EIBench: A Simulator-Based Benchmark and Turn-Credit RL for Emotion Management

Emotional intelligence (EI) in Large Language Models (LLMs) is often evaluated through static understanding tasks or single-response dialogue generation. However, emotion management is interactive: a good model should not only recognize a user's emotion, but also improve the user's emotional and relational state over several turns. We introduce EIBench, a simulator-based benchmark for interactive emotion management. EIBench contains 2,222 scenarios, with 2,009 for training and 213 for held-out testing. The scenarios are organized by a 2x2 taxonomy covering Support, Defense, Repair, and Charm, which together capture different forms of support, boundary maintenance, trust repair, and rapport building. In each scenario, an LLM simulator plays the user, updates an emotion-relation state after each turn, and maps the final state to an anchor-based score. This design makes EIBench both an evaluation benchmark and a training environment: the final state gives the outcome reward, while the per-turn state updates provide dense feedback for RL. We evaluate 15 open- and closed-source LLMs. Current models perform well on support and rapport-building scenes, but struggle with boundary maintenance under user pressure. To improve the EI ability of LLMs, we propose Centered Turn-Credit GRPO (CTC-GRPO), a GRPO extension that reuses the simulator's per-turn state updates as dense turn-level feedback while preserving the final outcome reward. CTC-GRPO improves Qwen3-8B from -22.4 to +22.4 on EIBench and also improves on out-of-distribution evaluations including SAGE (+12.4) and EQBench3 (+20.9%). Our results show that simulator-tracked user states can support both evaluation and training for multi-turn emotion management.

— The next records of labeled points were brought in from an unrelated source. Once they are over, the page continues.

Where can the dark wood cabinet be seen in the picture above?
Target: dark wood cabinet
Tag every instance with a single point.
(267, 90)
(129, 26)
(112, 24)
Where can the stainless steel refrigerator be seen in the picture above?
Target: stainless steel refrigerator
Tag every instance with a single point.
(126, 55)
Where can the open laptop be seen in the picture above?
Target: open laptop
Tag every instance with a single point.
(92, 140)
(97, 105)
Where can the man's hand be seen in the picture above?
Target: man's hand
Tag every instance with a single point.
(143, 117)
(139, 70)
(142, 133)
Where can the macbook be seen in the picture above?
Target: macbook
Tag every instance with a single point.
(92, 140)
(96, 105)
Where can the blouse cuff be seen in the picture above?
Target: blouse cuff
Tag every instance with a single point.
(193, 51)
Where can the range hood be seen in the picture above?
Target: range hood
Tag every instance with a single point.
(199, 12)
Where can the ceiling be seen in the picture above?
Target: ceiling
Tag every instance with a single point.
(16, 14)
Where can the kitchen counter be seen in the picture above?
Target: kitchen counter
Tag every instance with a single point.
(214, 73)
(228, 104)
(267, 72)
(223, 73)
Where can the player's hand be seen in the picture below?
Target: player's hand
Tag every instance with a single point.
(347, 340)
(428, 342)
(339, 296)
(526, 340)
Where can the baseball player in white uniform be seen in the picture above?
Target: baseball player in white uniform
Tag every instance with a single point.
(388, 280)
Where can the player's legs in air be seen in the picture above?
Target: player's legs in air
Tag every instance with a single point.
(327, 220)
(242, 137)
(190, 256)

翻译：摘要：大型语言模型（LLM）的情绪智能（EI）通常通过静态理解任务或单轮对话生成进行评估。然而，情绪管理具有交互性：一个优秀的模型不仅应识别用户的情绪，还应在多轮交互中改善用户的情绪与关系状态。我们提出EIBench——一个基于模拟器的交互式情绪管理基准测试。EIBench包含2,222个场景，其中2,009个用于训练，213个用于保留测试。这些场景按2×2分类体系组织，涵盖支持、防御、修复和魅力四类，分别对应不同形式的支持、边界维护、信任修复与关系建立。在每个场景中，LLM模拟器扮演用户角色，在每轮交互后更新情绪-关系状态，并将最终状态映射为基于锚点的评分。该设计使EIBench兼具评估基准与训练环境双重功能：最终状态提供结果奖励，而每轮状态更新为强化学习提供密集反馈。我们评估了15个开源与闭源LLM。当前模型在支持与关系建立场景中表现良好，但在用户施压下的边界维护方面存在困难。为提升LLM的情绪智能能力，我们提出中心化回合信用GRPO（CTC-GRPO），该GRPO扩展方法在保留最终结果奖励的同时，复用模拟器每轮状态更新作为密集的回合级反馈。CTC-GRPO使Qwen3-8B在EIBench上的得分从-22.4提升至+22.4，并在包括SAGE（+12.4）和EQBench3（+20.9%）在内的分布外评估中亦取得改进。实验结果表明，模拟器追踪的用户状态可同时支持多轮情绪管理的评估与训练。